I showed her these two code blocks side by side:

Her response: "Oh, the one on the right is so much code-ier!"
"Mom, that one's the bad one."
She hit the heart of the problem, though. These platforms crank out bloated code behind the scenes. I’m talking thousands of lines of markup, inline styles stacked on inline styles, and JavaScript doing gymnastics just to load a paragraph.
Here's how I explained it to her:

The moment your website goes live, bots start crawling all over it. Think of it like dropping a sandwich on the ground at a picnic. Sooner or later, ants get to it. Some of those are bad ants (we build traps for those), but some of those are good ants. Some of those ants decide where you show up when someone searches for services related to your business.

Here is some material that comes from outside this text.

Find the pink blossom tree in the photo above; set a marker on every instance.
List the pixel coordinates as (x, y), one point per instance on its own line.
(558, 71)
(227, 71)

We like those ones.
DIY site-builders market themselves as convenient solutions that put you in control of your online presence. But that bloated mess? It kills your load speed, tanks your SEO, and makes future tweaks a nightmare. The ants get full on crap code crumbs before they reach the part that tells Google who you are.
Custom code (yes I mean mine), on the other hand, is clean, lean, and built for exactly what you need. No more, no less. The good ants get the crumbs you want them to get. The bad ones... well we can talk about what happens to them another time.
I’m not anti-builder because I’m a code snob. I’m anti-bloat because I care about performance, ownership, and making sites that actually work, at an afforable rate, and with an actual human being you can talk to instead of a chatbot.